What CC signals are: A Creative Commons framework for reciprocal AI reuse: content stewards can allow specific machine uses if certain conditions are met (e.g., credit, contributions, openness). Overview & implementation notes.

  • Four proposed CC signals (v0.1)

    • Credit (cc-cr) — cite the dataset/collection; RAG-style outputs should link back when feasible.
    • Credit + Direct Contribution (cc-cr-dc) — proportional financial/in-kind support.
    • Credit + Ecosystem Contribution (cc-cr-ec) — contribute to broader commons.
    • Credit + Open (cc-cr-op) — release model/code/data to keep the chain open. Source (draft repo & posts).
  • IETF AI Preferences (aipref) — the transport & vocabulary

    • Vocabulary: a machine-readable set of categories (e.g., ai-use, train-genai) and preferences (y = grant, n = deny) with exceptions. Drafts.
    • Attachment: how to convey these preferences via HTTP Content-Usage header and robots.txt extensions. Drafts.
    • Structured Fields: uses RFC-standardized HTTP structured field values.
    • Robots Exclusion Protocol baseline.
  • Putting them together (content-usage expression)

    • Shape:

      <category>=<y|n>;exceptions=<cc-signal>

      Example in robots.txt (allow everything, but AI use denied unless Credit):

      User-Agent: *
      Content-Usage: ai-use=n;exceptions=cc-cr
      Allow: /

      Example HTTP header (deny gen-AI training unless Credit + Ecosystem):

      Content-Usage: train-genai=n;exceptions=cc-cr-ec

      (Syntax and examples from CC & IETF drafts.)
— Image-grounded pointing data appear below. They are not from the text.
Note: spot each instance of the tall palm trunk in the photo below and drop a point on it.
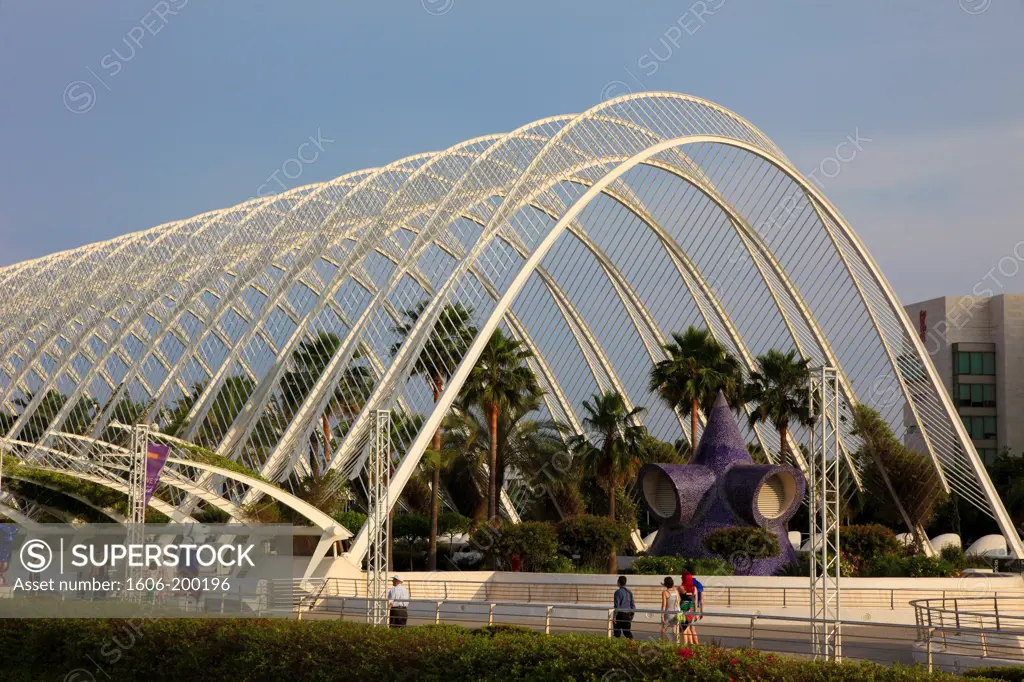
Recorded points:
(783, 444)
(693, 426)
(493, 462)
(327, 439)
(435, 481)
(612, 559)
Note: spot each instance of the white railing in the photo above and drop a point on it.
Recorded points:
(755, 597)
(937, 647)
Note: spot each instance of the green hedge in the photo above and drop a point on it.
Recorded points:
(741, 544)
(1014, 674)
(592, 538)
(868, 541)
(918, 565)
(242, 649)
(673, 565)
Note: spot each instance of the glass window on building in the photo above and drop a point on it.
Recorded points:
(976, 395)
(980, 428)
(976, 363)
(989, 427)
(987, 455)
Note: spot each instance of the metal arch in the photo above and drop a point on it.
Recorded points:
(617, 128)
(140, 310)
(416, 449)
(1003, 518)
(98, 316)
(110, 513)
(251, 414)
(173, 478)
(16, 516)
(199, 411)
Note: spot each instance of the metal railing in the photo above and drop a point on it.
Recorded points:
(764, 596)
(935, 646)
(987, 612)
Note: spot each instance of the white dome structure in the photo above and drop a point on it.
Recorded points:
(993, 547)
(946, 540)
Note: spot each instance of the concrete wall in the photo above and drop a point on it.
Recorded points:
(1008, 332)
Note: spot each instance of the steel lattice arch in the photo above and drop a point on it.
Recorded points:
(590, 238)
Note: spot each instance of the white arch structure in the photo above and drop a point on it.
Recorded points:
(589, 237)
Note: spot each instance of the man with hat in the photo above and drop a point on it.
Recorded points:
(397, 601)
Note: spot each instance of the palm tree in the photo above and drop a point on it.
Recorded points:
(450, 338)
(893, 471)
(523, 443)
(697, 367)
(778, 393)
(500, 380)
(612, 446)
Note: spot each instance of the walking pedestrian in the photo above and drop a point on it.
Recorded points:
(397, 601)
(687, 608)
(670, 610)
(625, 610)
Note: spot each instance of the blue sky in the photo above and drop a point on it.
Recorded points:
(201, 114)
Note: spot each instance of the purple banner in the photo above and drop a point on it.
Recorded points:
(156, 457)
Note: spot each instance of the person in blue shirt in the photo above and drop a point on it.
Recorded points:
(7, 533)
(625, 609)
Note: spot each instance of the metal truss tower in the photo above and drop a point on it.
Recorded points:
(378, 506)
(136, 505)
(824, 463)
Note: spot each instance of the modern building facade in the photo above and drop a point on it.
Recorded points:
(273, 333)
(977, 346)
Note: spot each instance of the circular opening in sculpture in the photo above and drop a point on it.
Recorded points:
(659, 493)
(776, 495)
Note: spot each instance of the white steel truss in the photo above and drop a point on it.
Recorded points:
(823, 485)
(591, 238)
(378, 507)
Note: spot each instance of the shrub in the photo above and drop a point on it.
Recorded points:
(453, 523)
(410, 527)
(740, 546)
(351, 520)
(894, 565)
(867, 542)
(321, 650)
(674, 565)
(535, 542)
(560, 564)
(593, 538)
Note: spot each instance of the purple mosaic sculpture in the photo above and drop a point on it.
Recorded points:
(722, 487)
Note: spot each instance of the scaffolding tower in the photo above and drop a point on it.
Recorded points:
(823, 465)
(378, 507)
(136, 507)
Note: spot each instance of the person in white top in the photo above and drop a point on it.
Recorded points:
(397, 601)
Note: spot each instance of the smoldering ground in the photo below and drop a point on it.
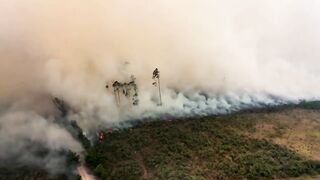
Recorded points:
(214, 57)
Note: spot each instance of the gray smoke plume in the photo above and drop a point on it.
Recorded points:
(214, 56)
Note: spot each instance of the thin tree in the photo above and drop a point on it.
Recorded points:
(156, 77)
(116, 89)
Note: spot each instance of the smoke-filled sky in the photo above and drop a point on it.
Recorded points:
(214, 56)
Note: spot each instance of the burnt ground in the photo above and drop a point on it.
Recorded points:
(279, 144)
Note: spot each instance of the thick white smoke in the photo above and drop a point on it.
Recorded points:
(214, 56)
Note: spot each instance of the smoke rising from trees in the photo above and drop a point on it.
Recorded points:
(214, 56)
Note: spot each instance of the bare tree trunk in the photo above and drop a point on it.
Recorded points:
(160, 99)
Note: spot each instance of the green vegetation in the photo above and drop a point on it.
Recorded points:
(202, 148)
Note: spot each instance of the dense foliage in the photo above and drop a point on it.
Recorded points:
(203, 148)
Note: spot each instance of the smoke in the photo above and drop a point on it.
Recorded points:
(214, 56)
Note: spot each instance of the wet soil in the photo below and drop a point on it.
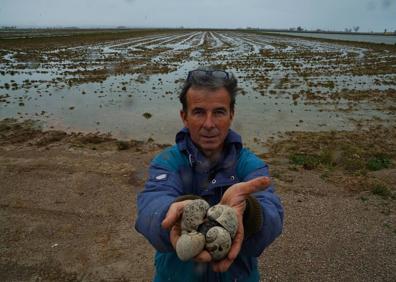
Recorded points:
(68, 207)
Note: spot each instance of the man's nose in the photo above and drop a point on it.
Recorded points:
(209, 122)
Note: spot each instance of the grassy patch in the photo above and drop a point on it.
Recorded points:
(382, 191)
(379, 162)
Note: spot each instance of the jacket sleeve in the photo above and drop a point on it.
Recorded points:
(161, 189)
(270, 207)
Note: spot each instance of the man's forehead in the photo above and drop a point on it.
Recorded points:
(208, 96)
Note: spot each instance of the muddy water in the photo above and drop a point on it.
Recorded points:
(117, 103)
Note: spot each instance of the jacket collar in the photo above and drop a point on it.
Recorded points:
(232, 146)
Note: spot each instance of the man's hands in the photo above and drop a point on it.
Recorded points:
(235, 197)
(172, 220)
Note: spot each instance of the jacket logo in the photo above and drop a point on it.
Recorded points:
(161, 176)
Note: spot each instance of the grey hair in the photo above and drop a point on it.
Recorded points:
(212, 83)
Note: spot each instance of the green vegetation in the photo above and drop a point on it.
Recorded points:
(382, 191)
(379, 162)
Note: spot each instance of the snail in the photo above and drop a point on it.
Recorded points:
(207, 228)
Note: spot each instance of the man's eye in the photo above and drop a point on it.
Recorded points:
(220, 113)
(198, 112)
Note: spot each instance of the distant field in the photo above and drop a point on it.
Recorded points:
(106, 80)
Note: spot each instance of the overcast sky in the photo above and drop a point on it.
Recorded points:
(369, 15)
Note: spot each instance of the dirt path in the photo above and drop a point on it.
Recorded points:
(67, 210)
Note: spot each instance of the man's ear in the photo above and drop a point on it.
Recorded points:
(183, 116)
(232, 115)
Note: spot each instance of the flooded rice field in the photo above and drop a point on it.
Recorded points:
(357, 37)
(128, 85)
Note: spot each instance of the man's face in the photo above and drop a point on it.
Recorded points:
(208, 118)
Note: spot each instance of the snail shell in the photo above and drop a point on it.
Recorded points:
(189, 245)
(194, 214)
(218, 242)
(225, 216)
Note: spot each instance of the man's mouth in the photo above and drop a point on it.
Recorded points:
(209, 136)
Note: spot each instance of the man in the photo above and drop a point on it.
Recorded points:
(208, 162)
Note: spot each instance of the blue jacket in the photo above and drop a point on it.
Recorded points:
(183, 170)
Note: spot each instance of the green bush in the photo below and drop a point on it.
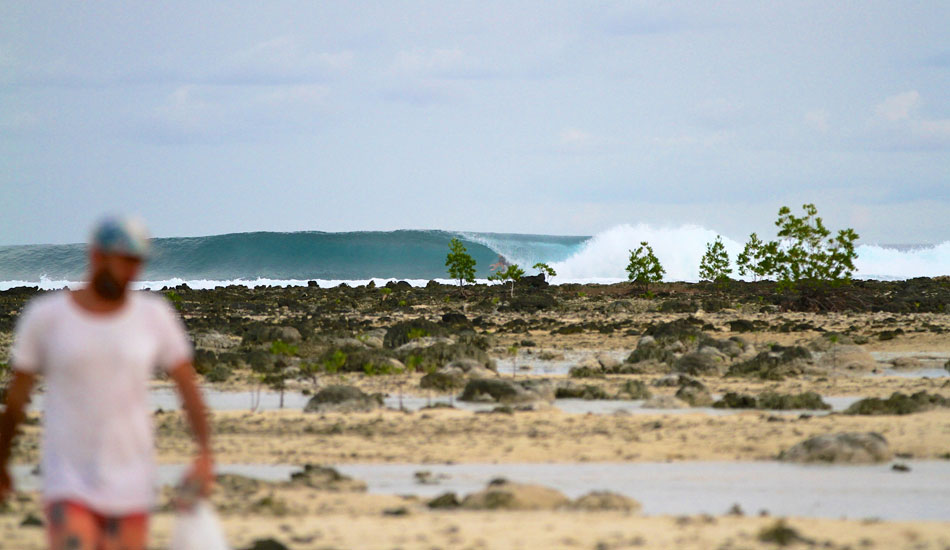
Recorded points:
(461, 265)
(644, 267)
(715, 263)
(546, 269)
(512, 274)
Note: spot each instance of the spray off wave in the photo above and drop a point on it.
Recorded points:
(281, 259)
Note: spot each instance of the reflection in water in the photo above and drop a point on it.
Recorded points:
(675, 488)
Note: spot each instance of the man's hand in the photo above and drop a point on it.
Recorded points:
(18, 396)
(201, 475)
(6, 485)
(200, 478)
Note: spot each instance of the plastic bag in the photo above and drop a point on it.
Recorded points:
(198, 528)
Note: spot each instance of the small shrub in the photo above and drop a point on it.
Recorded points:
(644, 267)
(715, 263)
(461, 265)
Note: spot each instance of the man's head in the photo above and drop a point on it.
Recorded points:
(116, 251)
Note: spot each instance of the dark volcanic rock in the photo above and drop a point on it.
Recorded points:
(696, 397)
(405, 331)
(636, 389)
(847, 448)
(343, 399)
(773, 365)
(508, 391)
(587, 391)
(772, 401)
(898, 403)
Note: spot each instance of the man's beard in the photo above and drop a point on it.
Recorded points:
(107, 287)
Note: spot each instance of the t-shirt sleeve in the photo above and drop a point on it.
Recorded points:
(174, 345)
(26, 355)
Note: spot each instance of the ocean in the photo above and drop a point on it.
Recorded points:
(268, 258)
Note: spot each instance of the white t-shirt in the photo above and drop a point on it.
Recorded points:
(98, 436)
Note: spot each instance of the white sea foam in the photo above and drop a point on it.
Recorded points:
(203, 284)
(602, 259)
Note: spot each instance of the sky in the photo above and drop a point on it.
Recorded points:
(533, 117)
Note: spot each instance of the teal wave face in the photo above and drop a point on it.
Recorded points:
(304, 255)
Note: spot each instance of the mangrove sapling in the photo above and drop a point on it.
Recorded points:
(544, 268)
(808, 255)
(644, 267)
(512, 274)
(461, 265)
(757, 258)
(714, 266)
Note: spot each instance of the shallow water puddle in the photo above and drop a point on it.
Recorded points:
(677, 488)
(167, 399)
(705, 487)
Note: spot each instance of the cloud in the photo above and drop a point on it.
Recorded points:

  • Operational notes (for this repo’s flywheel)

    • Per-record fields to store: license (CC0/CC-BY/CC-BY-SA) and ai_pref (IETF aipref value + optional CC signal), plus optional attribution handle. (Aligns with CC write-ups & IETF drafts.)

    • Placement:

      • Location-based signals via robots.txt for site/paths.
      • Unit-based signals via HTTP Content-Usage on dataset files and API responses.
    • Interoperability expectations: signals are normative preferences; adherence relies on ecosystem norms (similar to robots.txt & CC license culture).